Saturday, April 20, 2019

More tips and a check list for that elusive Percona Xtra DB (pxc) (galera) cluster SST or IST

While it's clear that SST/IST are the magic sauce of Galera and their implementation in MySQL by Percona there are dragons lurking that can prevent this from working.  It seems that lots of people have this issue so I created this checklist you can use to try and resolve your IST/SST issues.  At one time or another every one of these issues has caused me to have an SST/IST fail.

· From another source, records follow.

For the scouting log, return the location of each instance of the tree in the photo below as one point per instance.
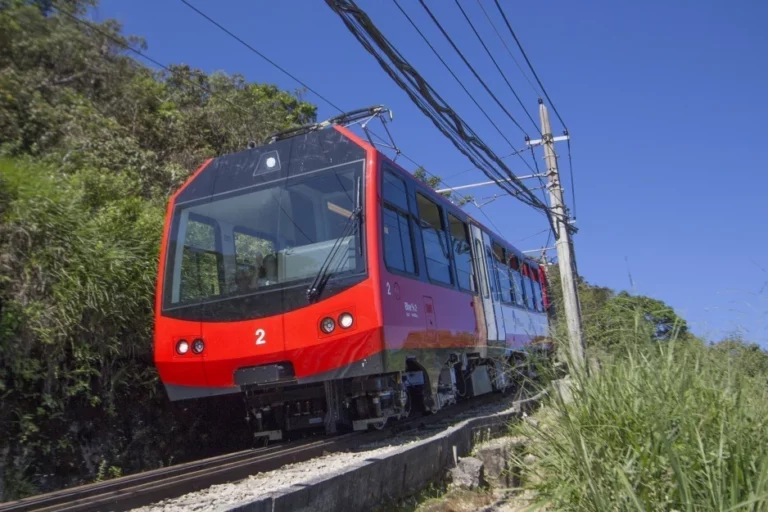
(610, 318)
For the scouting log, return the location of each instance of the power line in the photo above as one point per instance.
(437, 54)
(475, 168)
(471, 68)
(426, 98)
(533, 88)
(479, 38)
(536, 76)
(257, 52)
(128, 47)
(533, 235)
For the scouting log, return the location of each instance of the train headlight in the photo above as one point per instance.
(182, 347)
(345, 320)
(198, 346)
(327, 325)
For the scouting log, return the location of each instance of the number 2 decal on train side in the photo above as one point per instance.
(260, 337)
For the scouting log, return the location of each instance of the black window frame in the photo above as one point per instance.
(528, 290)
(399, 211)
(447, 250)
(468, 238)
(538, 292)
(515, 302)
(218, 249)
(503, 263)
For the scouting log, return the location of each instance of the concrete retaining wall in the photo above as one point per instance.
(376, 481)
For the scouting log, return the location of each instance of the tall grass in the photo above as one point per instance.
(663, 426)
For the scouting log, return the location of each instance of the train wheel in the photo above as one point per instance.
(378, 425)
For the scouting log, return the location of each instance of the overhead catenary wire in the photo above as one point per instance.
(260, 54)
(475, 168)
(453, 74)
(429, 101)
(512, 55)
(471, 68)
(530, 66)
(501, 72)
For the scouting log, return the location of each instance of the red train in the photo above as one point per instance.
(332, 288)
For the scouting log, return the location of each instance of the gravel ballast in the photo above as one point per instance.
(225, 496)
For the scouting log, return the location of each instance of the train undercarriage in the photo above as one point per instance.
(369, 402)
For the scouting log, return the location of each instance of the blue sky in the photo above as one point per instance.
(665, 101)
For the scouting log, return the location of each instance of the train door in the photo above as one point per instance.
(493, 277)
(485, 283)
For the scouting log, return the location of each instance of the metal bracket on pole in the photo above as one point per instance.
(494, 182)
(539, 142)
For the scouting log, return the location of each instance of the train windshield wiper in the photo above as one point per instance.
(325, 272)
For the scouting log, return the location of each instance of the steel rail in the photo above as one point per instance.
(128, 492)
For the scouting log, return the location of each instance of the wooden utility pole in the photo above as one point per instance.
(575, 350)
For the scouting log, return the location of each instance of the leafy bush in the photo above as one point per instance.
(94, 142)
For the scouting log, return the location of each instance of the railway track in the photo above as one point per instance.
(149, 487)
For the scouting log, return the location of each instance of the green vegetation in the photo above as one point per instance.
(663, 423)
(92, 142)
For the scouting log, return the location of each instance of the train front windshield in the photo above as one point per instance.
(253, 252)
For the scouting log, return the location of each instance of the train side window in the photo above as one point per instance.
(493, 275)
(462, 254)
(528, 286)
(517, 280)
(394, 191)
(201, 261)
(505, 285)
(398, 237)
(436, 247)
(483, 278)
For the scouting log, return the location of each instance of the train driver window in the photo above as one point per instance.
(528, 286)
(505, 285)
(517, 280)
(398, 246)
(462, 254)
(201, 260)
(255, 260)
(436, 248)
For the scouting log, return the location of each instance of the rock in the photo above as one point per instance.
(564, 388)
(495, 456)
(469, 474)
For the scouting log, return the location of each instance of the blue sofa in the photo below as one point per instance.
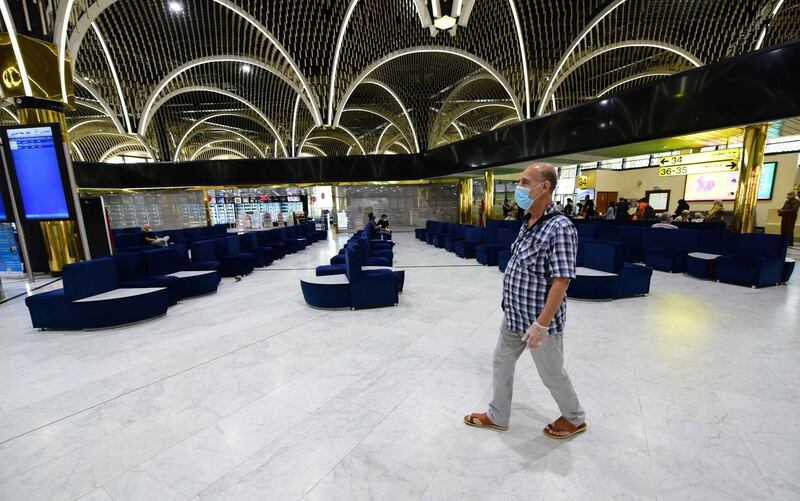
(757, 262)
(459, 233)
(92, 299)
(132, 274)
(666, 250)
(234, 262)
(249, 244)
(164, 262)
(274, 240)
(473, 237)
(368, 257)
(420, 233)
(603, 274)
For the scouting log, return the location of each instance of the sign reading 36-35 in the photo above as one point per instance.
(699, 163)
(716, 156)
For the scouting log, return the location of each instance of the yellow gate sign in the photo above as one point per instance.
(682, 170)
(716, 156)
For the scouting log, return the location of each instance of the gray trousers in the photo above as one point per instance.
(549, 360)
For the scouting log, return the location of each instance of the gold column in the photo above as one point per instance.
(744, 209)
(465, 200)
(61, 240)
(44, 105)
(207, 207)
(488, 195)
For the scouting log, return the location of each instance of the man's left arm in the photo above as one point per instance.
(563, 254)
(558, 289)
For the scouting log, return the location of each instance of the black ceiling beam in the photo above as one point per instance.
(752, 88)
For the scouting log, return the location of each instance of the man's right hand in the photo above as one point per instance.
(536, 335)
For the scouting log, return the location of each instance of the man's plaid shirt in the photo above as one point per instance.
(544, 251)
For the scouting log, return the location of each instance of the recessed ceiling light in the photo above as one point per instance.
(444, 23)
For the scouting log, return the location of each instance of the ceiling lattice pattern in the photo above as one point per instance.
(245, 78)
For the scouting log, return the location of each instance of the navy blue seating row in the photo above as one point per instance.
(112, 291)
(602, 273)
(755, 260)
(490, 246)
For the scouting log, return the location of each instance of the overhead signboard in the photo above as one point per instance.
(703, 168)
(722, 185)
(716, 156)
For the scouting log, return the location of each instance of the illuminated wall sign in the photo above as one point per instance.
(722, 185)
(706, 168)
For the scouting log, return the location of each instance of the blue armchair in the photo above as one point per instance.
(369, 289)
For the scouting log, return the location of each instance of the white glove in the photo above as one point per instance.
(536, 336)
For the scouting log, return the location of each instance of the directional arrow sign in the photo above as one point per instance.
(729, 155)
(682, 170)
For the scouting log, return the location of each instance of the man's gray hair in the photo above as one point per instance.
(552, 177)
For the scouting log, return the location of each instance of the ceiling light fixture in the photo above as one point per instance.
(444, 15)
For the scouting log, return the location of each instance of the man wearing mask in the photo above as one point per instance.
(534, 301)
(788, 214)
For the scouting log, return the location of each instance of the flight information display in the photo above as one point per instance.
(36, 164)
(3, 215)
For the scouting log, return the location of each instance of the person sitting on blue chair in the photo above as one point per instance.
(150, 238)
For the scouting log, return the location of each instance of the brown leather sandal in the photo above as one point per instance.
(561, 429)
(481, 420)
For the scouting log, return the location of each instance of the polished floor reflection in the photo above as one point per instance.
(690, 393)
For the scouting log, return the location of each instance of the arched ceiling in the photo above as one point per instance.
(338, 77)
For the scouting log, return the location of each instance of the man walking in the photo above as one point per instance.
(534, 302)
(788, 214)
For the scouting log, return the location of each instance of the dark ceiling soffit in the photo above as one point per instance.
(752, 88)
(756, 87)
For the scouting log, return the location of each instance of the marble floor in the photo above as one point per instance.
(690, 393)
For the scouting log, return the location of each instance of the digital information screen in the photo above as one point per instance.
(722, 185)
(33, 153)
(3, 215)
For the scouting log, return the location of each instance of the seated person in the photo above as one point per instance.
(716, 212)
(666, 222)
(150, 238)
(371, 228)
(383, 225)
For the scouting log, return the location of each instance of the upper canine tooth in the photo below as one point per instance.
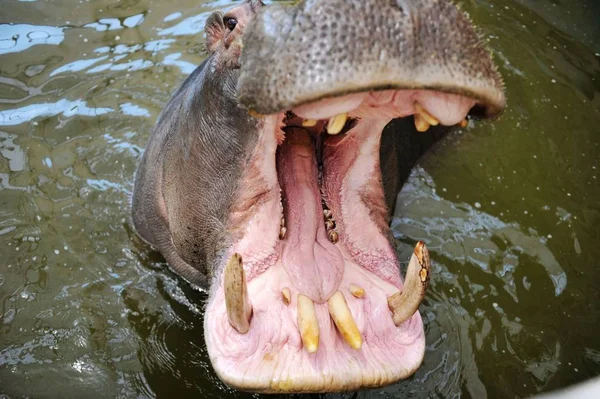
(356, 291)
(421, 124)
(432, 120)
(237, 302)
(405, 303)
(337, 123)
(340, 313)
(307, 323)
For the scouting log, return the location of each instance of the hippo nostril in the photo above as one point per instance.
(230, 23)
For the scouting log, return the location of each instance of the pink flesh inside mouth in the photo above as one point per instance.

 In general, when debugging SST/IST issues it is best to use a specific donor for your joiner node so that you can isolate your troubleshooting and testing to a specific set of nodes.

Checklist


  • Are the nodes in the same cluster?  Check wsrep_cluster_name
  • Is the server_id the same for all nodes in the cluster?
  • Is wsrep_node_address correct?  A typo here causes very interesting errors.
  • Is wsrep_node_name correct?  Again, a simple error here causes SST to fail.
  • Is gcom the same for all nodes?  Triple check this.  Use nslookup on every address to check for correctness.   Do a reverse nslookup to make sure fqdn resolves to the expected ip address.  
  • Is wsrep_sst_donor a fqdn or node name?  Do not use an ip address in this field.  Refer to the documentation for methods to code this. 
  • Are ports 3306, 4444, 4567, and 4568 open?  This is a biggie so see below for tips on how to test.
  • Are you using xtrabackup_v2 for your wsrep_sst_method?  If not you should.  My experience with rsync, mysqldump, and the deprecated xtrabackup (no _v2) have been poor.  
  • Are xtrabackup versions the same on all nodes?  
  • Is /etc/hosts fqdn and ip address correct on all nodes?  Test using dns for every name and ip address you see.
  • Make sure you examine every ERROR in the MySQL error log and sometimes the WARNINGS are also worth a look.  Infrequently another error can cause SST/IST to fail for issues actually unrelated to either SST or IST.  
  • is socat working?  (see below on how to use socat to test ports._)
  • will the MySQL server start at all?  If you have a valid install you can try something simple like mysqld --wsrep-recover to see if MySQL will even start.  If your datadir is invalid then blow it away and reinitialize MySQL using mysqld initialize_insecure to bootstrap mysql using your my.cnf and then try to start it using mysqld --wsrep-recover only to make sure it will start.  It may uncover other issues you have with MySQL that are not specific to SST/IST.  This helped me once when an error existed in my.cnf which was not logged to the error log until I ran this standalone test.  

Port testing

Now about those pesky ports.  The best way to test this is using socat which is the same utility that sst/ist uses to move data between nodes.  The socat utility established a bi-directional tunnel between hosts and should be tested on both hosts.   Substitute your ip address below for donor and joiner.  You must test this in both directions to be certain SST/IST will work.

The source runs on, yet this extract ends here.